President Trump announced Sunday that the White House’s social distancing guidelines for the country will stay in place through the end of April.
The NDAA is considered a must-pass bill, dictating matters as routine as how many planes and ships the military can buy to as sweeping as creating a new military service in the Space Force last year.
The committee’s markup of the bill is typically its best-attended session of the year, with a hearing room packed the entire day with the nearly 60-member panel, staffers, reporters and lobbyists sitting in tightly spaced chairs — something that would not adhere to the social distancing guidelines.
“As we have seen around the world, strict adherence to social distancing and other guidelines is vital to the success of any national response to the COVID-19 crisis,” Smith said Monday. “The administration’s extension of their initial 15-day period is a prudent, necessary step.”
The committee had hoped to keep the bill, which has been signed into law for nearly 60 straight years, on track despite the pandemic. Last week, Smith and the committee’s top Republican, Rep. Mac Thornberry (Texas), formally kicked the process off by introducing the “by request” version of the bill.
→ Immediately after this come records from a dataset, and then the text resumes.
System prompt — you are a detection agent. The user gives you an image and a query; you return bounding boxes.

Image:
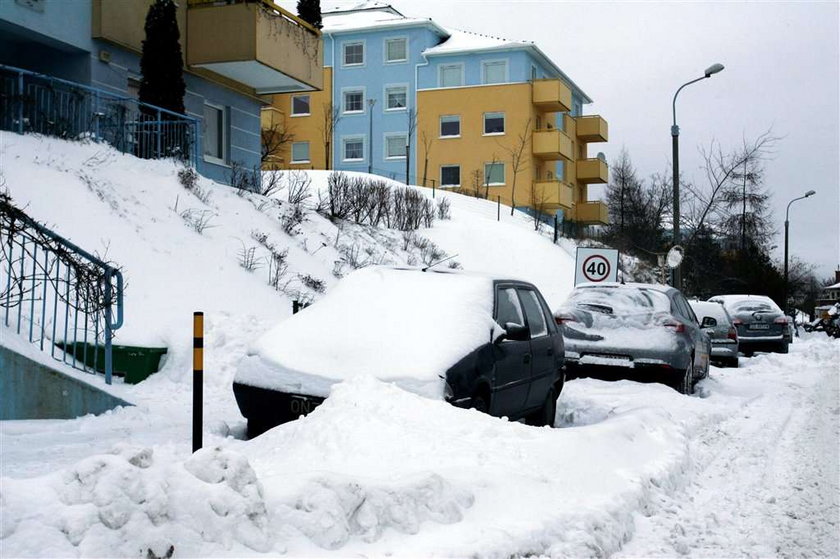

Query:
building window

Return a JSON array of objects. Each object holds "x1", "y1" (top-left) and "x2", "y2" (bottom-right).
[
  {"x1": 204, "y1": 103, "x2": 227, "y2": 163},
  {"x1": 484, "y1": 161, "x2": 505, "y2": 186},
  {"x1": 438, "y1": 64, "x2": 464, "y2": 87},
  {"x1": 292, "y1": 95, "x2": 309, "y2": 116},
  {"x1": 440, "y1": 115, "x2": 461, "y2": 138},
  {"x1": 292, "y1": 142, "x2": 309, "y2": 163},
  {"x1": 385, "y1": 38, "x2": 408, "y2": 62},
  {"x1": 385, "y1": 85, "x2": 408, "y2": 111},
  {"x1": 344, "y1": 43, "x2": 365, "y2": 66},
  {"x1": 484, "y1": 113, "x2": 505, "y2": 134},
  {"x1": 342, "y1": 137, "x2": 365, "y2": 161},
  {"x1": 385, "y1": 134, "x2": 408, "y2": 159},
  {"x1": 344, "y1": 90, "x2": 365, "y2": 113},
  {"x1": 440, "y1": 165, "x2": 461, "y2": 186},
  {"x1": 481, "y1": 60, "x2": 508, "y2": 83}
]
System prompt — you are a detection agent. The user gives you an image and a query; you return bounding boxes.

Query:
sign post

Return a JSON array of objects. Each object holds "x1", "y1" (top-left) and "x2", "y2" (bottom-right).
[{"x1": 575, "y1": 247, "x2": 618, "y2": 285}]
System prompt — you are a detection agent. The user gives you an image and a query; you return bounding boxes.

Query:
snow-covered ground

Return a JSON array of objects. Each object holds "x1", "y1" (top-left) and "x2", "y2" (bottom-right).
[{"x1": 0, "y1": 133, "x2": 840, "y2": 557}]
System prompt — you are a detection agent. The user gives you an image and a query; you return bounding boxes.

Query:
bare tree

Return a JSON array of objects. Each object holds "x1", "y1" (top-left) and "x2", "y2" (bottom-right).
[
  {"x1": 260, "y1": 122, "x2": 295, "y2": 165},
  {"x1": 502, "y1": 118, "x2": 531, "y2": 215},
  {"x1": 320, "y1": 103, "x2": 341, "y2": 171}
]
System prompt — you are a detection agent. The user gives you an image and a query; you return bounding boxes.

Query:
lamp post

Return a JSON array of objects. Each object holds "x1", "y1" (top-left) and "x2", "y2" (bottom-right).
[
  {"x1": 368, "y1": 99, "x2": 376, "y2": 175},
  {"x1": 671, "y1": 64, "x2": 723, "y2": 289},
  {"x1": 782, "y1": 190, "x2": 816, "y2": 319}
]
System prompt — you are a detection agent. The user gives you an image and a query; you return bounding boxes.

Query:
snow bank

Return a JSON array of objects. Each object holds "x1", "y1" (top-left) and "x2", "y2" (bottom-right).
[{"x1": 236, "y1": 268, "x2": 495, "y2": 397}]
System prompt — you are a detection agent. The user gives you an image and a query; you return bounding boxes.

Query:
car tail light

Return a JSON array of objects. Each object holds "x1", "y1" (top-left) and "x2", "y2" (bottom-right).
[
  {"x1": 554, "y1": 313, "x2": 578, "y2": 326},
  {"x1": 662, "y1": 318, "x2": 685, "y2": 333}
]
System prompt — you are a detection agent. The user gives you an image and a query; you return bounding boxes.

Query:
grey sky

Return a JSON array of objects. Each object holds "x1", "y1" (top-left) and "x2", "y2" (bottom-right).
[{"x1": 376, "y1": 0, "x2": 840, "y2": 276}]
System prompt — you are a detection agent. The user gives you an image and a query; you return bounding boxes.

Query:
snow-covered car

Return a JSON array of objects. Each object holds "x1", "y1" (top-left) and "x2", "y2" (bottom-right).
[
  {"x1": 233, "y1": 267, "x2": 564, "y2": 436},
  {"x1": 688, "y1": 301, "x2": 738, "y2": 367},
  {"x1": 554, "y1": 283, "x2": 711, "y2": 394},
  {"x1": 709, "y1": 295, "x2": 793, "y2": 356}
]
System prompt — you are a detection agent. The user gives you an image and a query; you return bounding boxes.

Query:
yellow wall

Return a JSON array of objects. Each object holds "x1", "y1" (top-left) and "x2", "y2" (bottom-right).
[{"x1": 270, "y1": 67, "x2": 334, "y2": 169}]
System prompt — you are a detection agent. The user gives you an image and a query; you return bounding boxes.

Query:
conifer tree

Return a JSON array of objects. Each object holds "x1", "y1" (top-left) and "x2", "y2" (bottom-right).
[
  {"x1": 139, "y1": 0, "x2": 186, "y2": 114},
  {"x1": 298, "y1": 0, "x2": 324, "y2": 29}
]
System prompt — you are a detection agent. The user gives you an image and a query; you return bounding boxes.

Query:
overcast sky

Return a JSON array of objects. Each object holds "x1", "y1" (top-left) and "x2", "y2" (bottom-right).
[{"x1": 350, "y1": 0, "x2": 840, "y2": 276}]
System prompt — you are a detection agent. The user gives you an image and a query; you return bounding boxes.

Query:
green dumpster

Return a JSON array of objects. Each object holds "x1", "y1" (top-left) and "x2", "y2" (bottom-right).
[{"x1": 56, "y1": 342, "x2": 167, "y2": 384}]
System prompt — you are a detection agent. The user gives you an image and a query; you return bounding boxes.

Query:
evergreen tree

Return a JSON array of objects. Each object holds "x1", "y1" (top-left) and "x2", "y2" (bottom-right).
[
  {"x1": 298, "y1": 0, "x2": 324, "y2": 29},
  {"x1": 140, "y1": 0, "x2": 186, "y2": 114}
]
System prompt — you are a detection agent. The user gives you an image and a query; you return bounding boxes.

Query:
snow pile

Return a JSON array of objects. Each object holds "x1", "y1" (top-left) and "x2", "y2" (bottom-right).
[{"x1": 236, "y1": 268, "x2": 495, "y2": 397}]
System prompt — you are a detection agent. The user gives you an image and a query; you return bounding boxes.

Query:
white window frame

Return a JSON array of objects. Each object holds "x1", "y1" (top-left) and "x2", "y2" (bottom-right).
[
  {"x1": 290, "y1": 140, "x2": 312, "y2": 164},
  {"x1": 382, "y1": 36, "x2": 408, "y2": 64},
  {"x1": 481, "y1": 161, "x2": 507, "y2": 186},
  {"x1": 289, "y1": 93, "x2": 312, "y2": 118},
  {"x1": 481, "y1": 111, "x2": 507, "y2": 136},
  {"x1": 438, "y1": 62, "x2": 464, "y2": 88},
  {"x1": 341, "y1": 87, "x2": 367, "y2": 115},
  {"x1": 438, "y1": 164, "x2": 463, "y2": 188},
  {"x1": 341, "y1": 41, "x2": 367, "y2": 68},
  {"x1": 481, "y1": 58, "x2": 510, "y2": 85},
  {"x1": 341, "y1": 134, "x2": 367, "y2": 163},
  {"x1": 438, "y1": 115, "x2": 461, "y2": 139},
  {"x1": 201, "y1": 101, "x2": 230, "y2": 165},
  {"x1": 382, "y1": 83, "x2": 408, "y2": 113},
  {"x1": 382, "y1": 132, "x2": 408, "y2": 161}
]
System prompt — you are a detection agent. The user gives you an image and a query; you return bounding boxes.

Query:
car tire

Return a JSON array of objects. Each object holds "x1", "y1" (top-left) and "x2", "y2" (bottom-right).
[{"x1": 525, "y1": 387, "x2": 557, "y2": 427}]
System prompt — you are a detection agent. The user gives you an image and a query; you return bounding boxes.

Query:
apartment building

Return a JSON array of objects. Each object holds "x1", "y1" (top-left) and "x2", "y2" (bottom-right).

In the upper chamber, the Senate Armed Services Committee has said it hopes to keep the NDAA on track by holding “paper hearings” to continue gathering information for the bill while adhering to social distancing rules.
In the paper hearings, written testimony and opening statements are being posted online and are expected to be followed a week later by senators’ written questions and witnesses’ written answers. The committee held its first hearing in that format Thursday for the secretary and chief of staff of the Army.